Un episodio particolare si registra nel 1939: era ancora vivo il doloroso ricordo del martedì nero del 29 ottobre 1929 a Wall Street, che diede il via alla Grande Depressione. Ebbene, nel ’39 il Giorno del Ringraziamento cadeva l’ultima settimana di novembre, e le vacanze natalizie erano davvero troppo corte (per tutti). Così gli operatori del commercio al dettaglio chiesero direttamente al presidente Franklin Delano Roosevelt di anticipare il Giorno del Ringraziamento alla settimana precedente, per allungare la stagione degli acquisti e scongiurare la bancarotta. Il presidente accolse la richiesta anche se non tutti gli Stati aderirono e quell’anno tra un oceano e l’altro ci furono due diversi Giorni del Ringraziamento. Il caso sollevato però fece in modo che nel 1941 il Congresso decidesse che il Thanksgiving Day sarebbe stato il quarto giovedì di novembre. E così fu, ed è oggi.
Altre ipotesi sulla nascita di questo nome, sempre in linea con le manifestazioni di deliquio da acquisto, parlano di traffic jam per le strade di Philadelphia negli anni ’60 e di policemen molto in overload di lavoro; e se l’origine esatta rimane ancora incerta, c’è chi ha pensato al semplice fatto che in quel giorno i conti in rosso (soprattutto di certi negozi), si trasformano finalmente in nero (cioè in saldo positivo), portando a casa l’anno (di lavoro).

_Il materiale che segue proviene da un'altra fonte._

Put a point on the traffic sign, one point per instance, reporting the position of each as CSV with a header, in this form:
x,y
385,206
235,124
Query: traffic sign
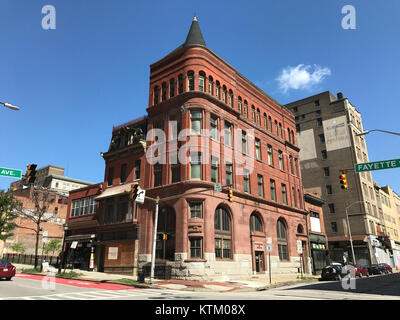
x,y
12,173
217,187
140,196
299,246
377,165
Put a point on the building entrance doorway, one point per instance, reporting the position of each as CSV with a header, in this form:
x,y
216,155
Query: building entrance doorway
x,y
165,245
259,256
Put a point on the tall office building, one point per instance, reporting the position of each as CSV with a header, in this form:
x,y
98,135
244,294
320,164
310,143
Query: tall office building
x,y
327,128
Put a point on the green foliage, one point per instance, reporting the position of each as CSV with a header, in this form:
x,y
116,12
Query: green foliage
x,y
8,213
18,247
53,246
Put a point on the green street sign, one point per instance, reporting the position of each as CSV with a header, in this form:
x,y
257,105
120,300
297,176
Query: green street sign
x,y
12,173
377,165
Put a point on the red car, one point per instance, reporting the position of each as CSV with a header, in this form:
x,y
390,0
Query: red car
x,y
7,270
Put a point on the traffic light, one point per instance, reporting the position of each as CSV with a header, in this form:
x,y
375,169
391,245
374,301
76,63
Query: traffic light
x,y
230,195
343,181
134,190
30,175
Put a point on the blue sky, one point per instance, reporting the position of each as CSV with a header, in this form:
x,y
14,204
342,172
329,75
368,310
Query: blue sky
x,y
92,72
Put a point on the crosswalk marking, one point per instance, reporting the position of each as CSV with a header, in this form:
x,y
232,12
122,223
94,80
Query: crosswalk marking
x,y
99,295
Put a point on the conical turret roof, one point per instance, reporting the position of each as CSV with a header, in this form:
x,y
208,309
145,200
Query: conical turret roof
x,y
194,36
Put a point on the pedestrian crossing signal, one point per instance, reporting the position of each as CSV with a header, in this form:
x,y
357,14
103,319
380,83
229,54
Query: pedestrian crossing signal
x,y
134,190
343,181
30,175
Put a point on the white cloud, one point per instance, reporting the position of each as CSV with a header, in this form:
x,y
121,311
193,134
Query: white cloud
x,y
301,77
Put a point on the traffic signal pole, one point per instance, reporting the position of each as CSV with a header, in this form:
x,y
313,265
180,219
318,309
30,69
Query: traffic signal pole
x,y
153,252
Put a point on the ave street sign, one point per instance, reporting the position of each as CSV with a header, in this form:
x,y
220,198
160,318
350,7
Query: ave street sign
x,y
12,173
377,165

Se dal punto di vista economico alcune stime parlano di una percentuale di vendite in un solo giorno che oscilla fra il 30 e il 40 per cento delle vendite annuali, con milioni di persone che escono di casa per comprare, quanto peso sociale ha il venerdì nero negli Stati Uniti? In Italia si fa ancora festa al lavoro per il Santo Patrono (in provincia come in città). In USA, negli anni ’50 hanno iniziato a darsi malati per partecipare alla festa dei ribassi tanto che ci sono aziende che hanno deciso di inserire quel giorno nelle ferie. Non supermercati e negozi, chiaramente. Non di chi ci lavora, nei grandi magazzini. (Ve la ricordate anche voi la storia di quel commesso a Long Island che ci ha, letteralmente, rimesso la pelle, schiacciato dalla folla che “entrava” nel negozio?)
Se accade che centinaia di persone possano accalcarsi di fronte alle porte dei grandi magazzini anche diverse ore prima dall’apertura, per l’ultima novità del mercato o l’oggetto desiderato, può capitare che ci siano incidenti anche gravi. Ecco perché, memori di quel supereroe dei fumetti che perse i genitori durante i saldi, molto meglio digitare su smartphone e tablet, anche per comprare durante il Cyber Monday del lunedì (26 novembre 2018).